I've been thinking about it, but it's a bit confusing figuring out what cards are compatible and donating to the foundation is nice but a bit expensive.
I got it from kernelconcepts as tokenizerrr said. They seem to have a newer version of the card now which does 4096, so I might have to buy another. Mine only does 2048
4,096 is already an abundance of caution. You might as well say people should go to 32,768 just to be sure. Then somebody else would come along and say, "why not 65,536?"
Indeed. Mostly, it's just a question of whether or not the software will support a key of such size. Typically, I would recommend that, unless you've a good reason to use a smaller key (like support concerns), one should use the biggest key one possibly can use at the time the key is generated. Though, if one is doing key rotation as one should be, one can always adjust up as needed as time goes on.
Not really, especially in the context of RSA keys, because:
1. RSA is a slow algorithm and gets slower as you increase the key size.
2. Increasing the key size gets diminishing returns on the security margin. Given the performance and compatibility issues, the relatively minor improvement in security once you go beyond a certain key size is not worth it (you should switch to a better algorithm instead).
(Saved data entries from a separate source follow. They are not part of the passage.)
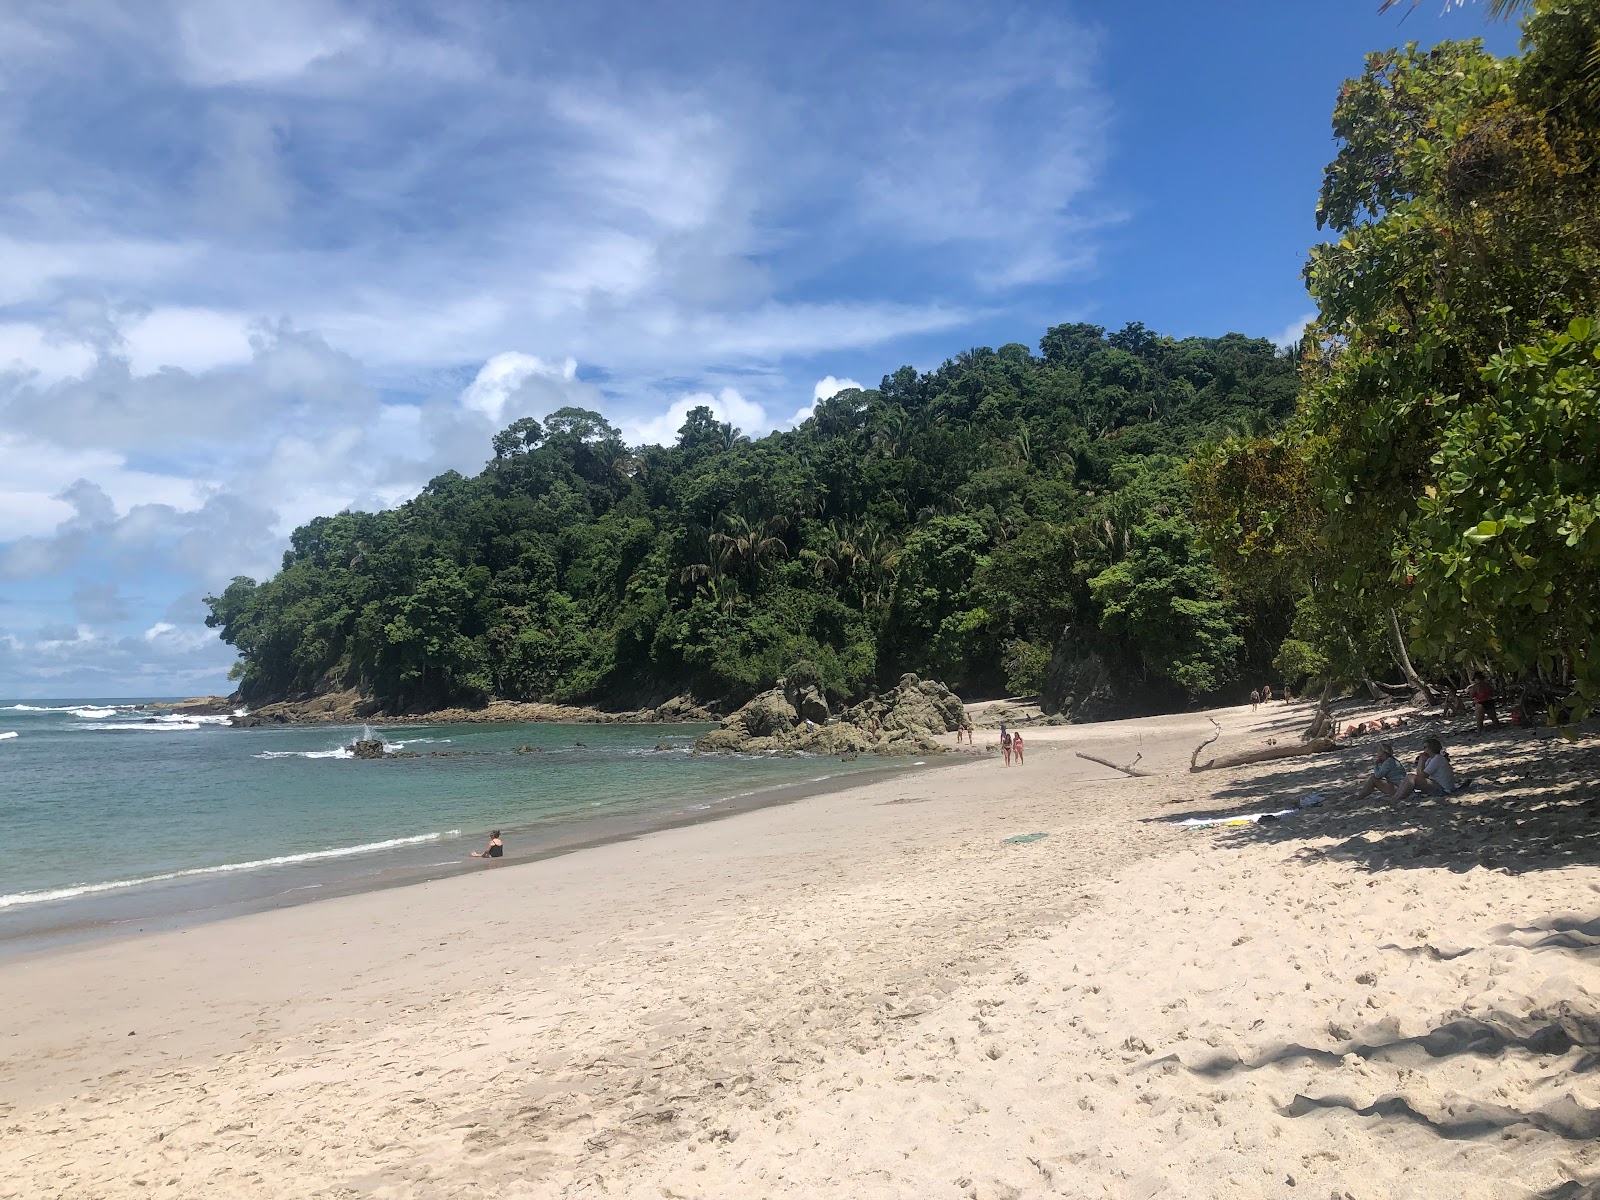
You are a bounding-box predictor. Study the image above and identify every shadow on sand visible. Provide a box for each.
[1152,719,1600,877]
[1148,716,1600,1184]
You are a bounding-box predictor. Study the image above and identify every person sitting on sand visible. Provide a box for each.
[1011,731,1024,766]
[471,830,504,859]
[1393,738,1456,801]
[1353,743,1407,799]
[1472,672,1501,733]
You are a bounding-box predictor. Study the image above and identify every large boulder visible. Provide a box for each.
[726,687,799,739]
[695,673,963,756]
[843,673,965,738]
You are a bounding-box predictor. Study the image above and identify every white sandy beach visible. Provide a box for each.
[3,702,1599,1198]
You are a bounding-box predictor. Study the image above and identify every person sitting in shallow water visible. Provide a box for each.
[1353,743,1407,799]
[471,830,504,859]
[1393,738,1457,801]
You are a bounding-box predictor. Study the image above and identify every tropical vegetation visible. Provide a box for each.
[206,328,1296,714]
[1194,0,1600,717]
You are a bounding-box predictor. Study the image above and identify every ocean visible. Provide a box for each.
[0,699,920,955]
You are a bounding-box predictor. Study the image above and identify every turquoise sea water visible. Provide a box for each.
[0,699,914,952]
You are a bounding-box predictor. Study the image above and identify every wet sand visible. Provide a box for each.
[3,702,1597,1198]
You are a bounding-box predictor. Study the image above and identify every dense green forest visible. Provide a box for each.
[206,326,1297,715]
[1194,1,1600,719]
[211,2,1600,721]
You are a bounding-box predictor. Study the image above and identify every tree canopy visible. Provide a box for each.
[1194,1,1600,716]
[207,324,1298,716]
3. Anything over 4096 (possibly anything over 3072) is overkill anyway - if you could break a 4096-bit RSA key, you've probably found a fundamental weakness in RSA that means you should move to a different algorithm entirely.
I think the general consensus was not extending RSA key size, but using elliptic curves instead? (But NIST and Brainpool curves aren't completely trustworthy and Curve25519 is not yet standardized for OpenPGP, so we're practically stuck with RSA at the moment)
"8192 bit keys are horrible insane from all POVs: There is no extra security because the security is based on the weakest link and this is definitely not the length of the RSA modulus, they make encryption really slow and thereby reducing the likeliness of widespread encryption use, they only help spreading FUD about the security of the RSA or other algorithms."